Social Media, bin Laden and Student Reactions

Read this Spotlight Blog post.

Are you looking for an interesting overview of the surreal celebrations on Sunday night, May 1, 2011 after the announcement about the death of Osama bin Laden?  Check out this post on the MacArthur Foundation’s Spotlight on Digital Media and Learning blog.

The Rise of Social Media and the Death of Osama bin Laden: Students Debate the Meaning of it All includes quotes, links to various media coverage, social media communication and helpful resources that shed some light on the spontaneous and unusually celebratory events that occurred around the United States.

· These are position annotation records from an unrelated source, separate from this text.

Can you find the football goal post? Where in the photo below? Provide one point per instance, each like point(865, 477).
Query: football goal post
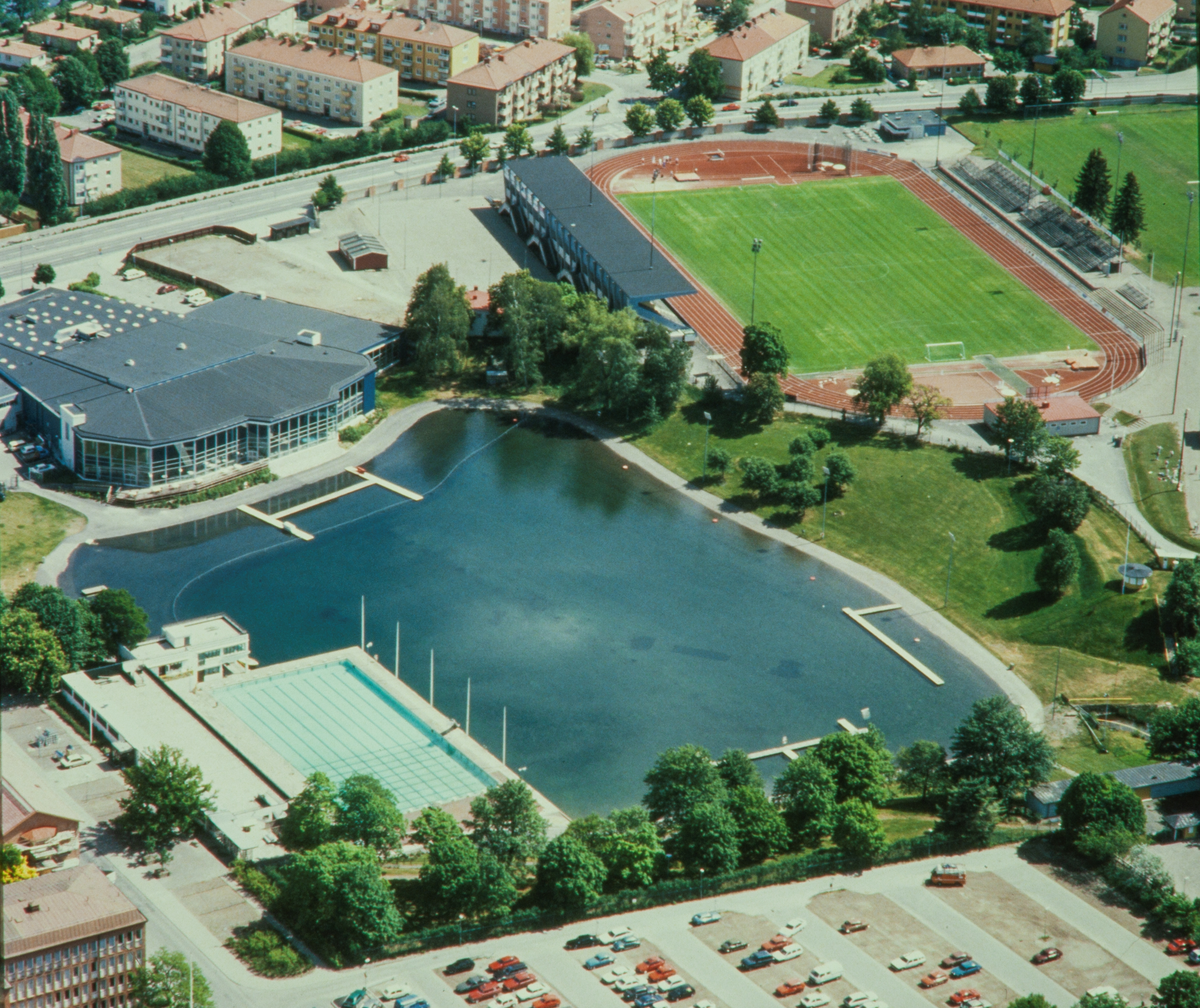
point(940, 352)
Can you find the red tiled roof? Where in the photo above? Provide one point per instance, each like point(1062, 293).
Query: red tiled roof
point(754, 36)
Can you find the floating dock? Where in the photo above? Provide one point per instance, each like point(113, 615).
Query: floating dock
point(857, 616)
point(369, 479)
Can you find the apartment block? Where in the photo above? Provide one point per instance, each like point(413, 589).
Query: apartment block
point(1133, 33)
point(71, 939)
point(1003, 21)
point(419, 48)
point(762, 49)
point(61, 36)
point(515, 84)
point(633, 29)
point(519, 18)
point(173, 112)
point(13, 54)
point(829, 19)
point(304, 77)
point(196, 49)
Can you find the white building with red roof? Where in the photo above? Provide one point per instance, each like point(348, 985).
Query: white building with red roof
point(765, 48)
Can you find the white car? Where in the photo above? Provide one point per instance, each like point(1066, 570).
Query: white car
point(909, 961)
point(787, 953)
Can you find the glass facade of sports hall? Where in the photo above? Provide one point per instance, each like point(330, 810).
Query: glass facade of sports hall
point(130, 465)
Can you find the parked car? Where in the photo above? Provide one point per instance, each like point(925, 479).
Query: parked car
point(582, 941)
point(910, 960)
point(471, 983)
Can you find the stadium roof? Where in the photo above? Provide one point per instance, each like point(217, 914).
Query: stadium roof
point(601, 227)
point(150, 377)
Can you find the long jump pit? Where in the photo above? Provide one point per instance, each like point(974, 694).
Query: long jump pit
point(723, 161)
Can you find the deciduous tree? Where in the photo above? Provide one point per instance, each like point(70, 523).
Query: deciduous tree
point(167, 801)
point(997, 744)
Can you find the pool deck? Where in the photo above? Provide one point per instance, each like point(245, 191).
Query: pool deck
point(204, 702)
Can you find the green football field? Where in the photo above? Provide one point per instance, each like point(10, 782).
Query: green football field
point(850, 269)
point(1159, 148)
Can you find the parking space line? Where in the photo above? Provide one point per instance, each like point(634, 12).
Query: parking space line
point(997, 958)
point(1131, 949)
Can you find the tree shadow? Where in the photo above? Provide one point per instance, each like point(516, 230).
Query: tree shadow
point(1025, 604)
point(1019, 539)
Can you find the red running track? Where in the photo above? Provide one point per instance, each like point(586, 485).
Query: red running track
point(750, 159)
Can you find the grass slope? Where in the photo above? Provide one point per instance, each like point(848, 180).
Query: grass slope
point(1157, 497)
point(851, 269)
point(1159, 148)
point(895, 517)
point(30, 527)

A link to the NPR story on the celebrations takes readers to one of the most interesting comments, for me anyway. Part of one comment is below.

Mr. ADAM EVAN ANGLE (Student, Boston University): So I grew up under the specter of Osama bin Laden as the boogeyman. He was our Lord Vuldemort, if you will, like in Harry Potter, you know. He was pretty much the face of evil.

As a teacher and parent who lived through years with the Harry Potter phenomenon, I can completely understand this comment.

Just as Lord Voldemort cast a shadow over the lives of almost every character in the seven J.K Rowling books, so, after 9/11 did bin Laden cast the same shadow. The students out celebrating were children between 8-12 years old when the terrorist attacks occurred, and their lives were irrevocably changed in frightening and mysterious ways. They lived through their pre-adolescent and teen years with this specter always in the background and sometimes it felt much closer than that.

It’s never easy for parents and teachers to have conversations about destruction, death, terrorism, and natural catastrophes. For those who want to think a bit more about the events, this is an excellent article to read.  Additionally, some months ago, after the Japanese earthquake and tsunami, I wrote a post about a section of the American Academy of Pediatrics website and other resources that focus on talking to children about dramatic and scary news events.